Firstly, the theoretical nature of HL has attracted widespread attention, which can be attested by the annual document distribution curve. Although the group of authors has initially formed, the cooperative network of authors and countries shows a “partial concentration and overall dispersion” trend. Colleges and universities are in a dominant position with the strong scientific ability and academic atmosphere, but close contact and cooperation between different countries, institutions, and authors is lacking. To promote research quality in this field, the author teams from different institutions in different countries may need to strengthen contact and cooperation. They can also make attempts to expand the research scope of HL and explore the evolution of the coupling system of HL.

Secondly, keywords such as “Humanitarian logistics, Supply chain management, Logistics, Optimization, and Facility location” are uncovered based on the analysis of the label view, which illustrates that the scholars mostly study humanitarian problems from different perspectives. Based on the four major aspects proposed and investigated, this paper calls for government and enterprises to play an essential role in constructing a medical dispatch platform or an integrated emergency sharing platform. Meanwhile, the three-dimensional and full-covered emergency cooperation platform with unified information, resource sharing, and efficient operation is supposed to be constructed.

Finally, the multiobjective model and effective methodology, the interperiod incentive contract model, and an evaluation indicator system of HL may be the further work. The practice of HL also requires the diversification of service agents, the intelligence of service ways, and the quality of service process in HL. Therefore, service subjects can pay attention to establishing an integrated organization mechanism of HL. Moreover, an intelligent emergency material reserve mechanism is encouraged to be constructed to promote the integrated development of “physical reserve, contract reserve, production capacity reserve, and so on.”
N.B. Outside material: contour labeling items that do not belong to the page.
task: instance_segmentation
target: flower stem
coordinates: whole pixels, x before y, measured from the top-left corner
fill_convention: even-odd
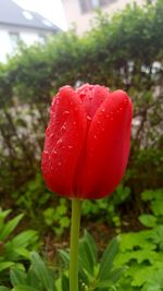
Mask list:
[[[82,201],[72,199],[71,252],[70,252],[70,291],[78,291],[78,242]]]

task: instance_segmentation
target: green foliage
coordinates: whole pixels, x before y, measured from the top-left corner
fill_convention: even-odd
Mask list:
[[[123,267],[115,268],[114,259],[118,252],[117,238],[113,239],[103,254],[98,255],[93,238],[85,231],[79,243],[79,290],[80,291],[105,291],[116,290],[115,284],[120,280]],[[60,256],[66,269],[70,262],[68,252],[61,250]],[[66,276],[66,274],[65,274]],[[68,278],[67,278],[68,280]],[[65,289],[65,291],[68,289]]]
[[[51,96],[62,85],[84,82],[126,89],[134,100],[137,125],[125,184],[135,201],[145,189],[162,186],[163,5],[154,2],[127,5],[112,17],[99,13],[84,36],[71,31],[45,46],[21,45],[0,64],[0,193],[5,199],[40,166]]]
[[[118,242],[113,239],[98,259],[97,245],[93,238],[85,231],[79,243],[79,291],[116,290],[123,268],[115,268],[113,262],[117,255]],[[27,269],[14,266],[10,271],[12,291],[70,291],[67,251],[60,251],[62,269],[45,262],[36,252],[30,254]],[[60,271],[59,271],[60,269]],[[0,287],[5,291],[5,287]],[[8,289],[7,289],[8,290]]]
[[[121,218],[118,207],[129,199],[130,189],[120,184],[115,192],[103,199],[85,201],[83,205],[83,215],[90,218],[96,216],[100,221],[111,222],[115,226],[116,231],[121,230]]]
[[[64,230],[70,227],[70,217],[67,216],[68,207],[67,201],[60,198],[59,205],[53,207],[48,207],[43,211],[43,219],[48,227],[50,227],[54,233],[58,235],[63,234]]]
[[[143,214],[139,220],[149,230],[121,234],[115,266],[128,265],[128,268],[120,281],[118,290],[126,288],[130,291],[148,291],[163,288],[163,214],[160,211],[162,194],[162,189],[141,194],[146,203],[150,202],[152,214]]]
[[[10,214],[11,210],[0,209],[0,283],[8,280],[11,266],[23,268],[23,264],[29,260],[30,251],[38,246],[38,235],[34,230],[13,235],[23,215],[9,219]]]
To sum up, this study targets at contributing to the efforts of increasing a holistic knowledge on the domain of HL, helping researchers to obtain more innovative perspectives, and providing valuable implications for the service agents of HL. However, there are limitations to the extant research. On the one hand, although WoS and Scopus are the most widely used databases in bibliometric review, it could be noted that some documents are not completely included. Moreover, the dataset is limited to journal articles, and some available reviews on HL may not have been captured. Future studies can broaden data sources drawn from various databases and take into consideration the potential references on HL, which may be more closer to the actual environment of HL. On the other hand, addressing the research topics of HL, more explanatory and prescriptive models can be built and applied.

Data Availability

The data used to support the findings of this study are available from the corresponding author upon request.

Conflicts of Interest

The authors declare that there are no conflicts of interest regarding the publication of this paper.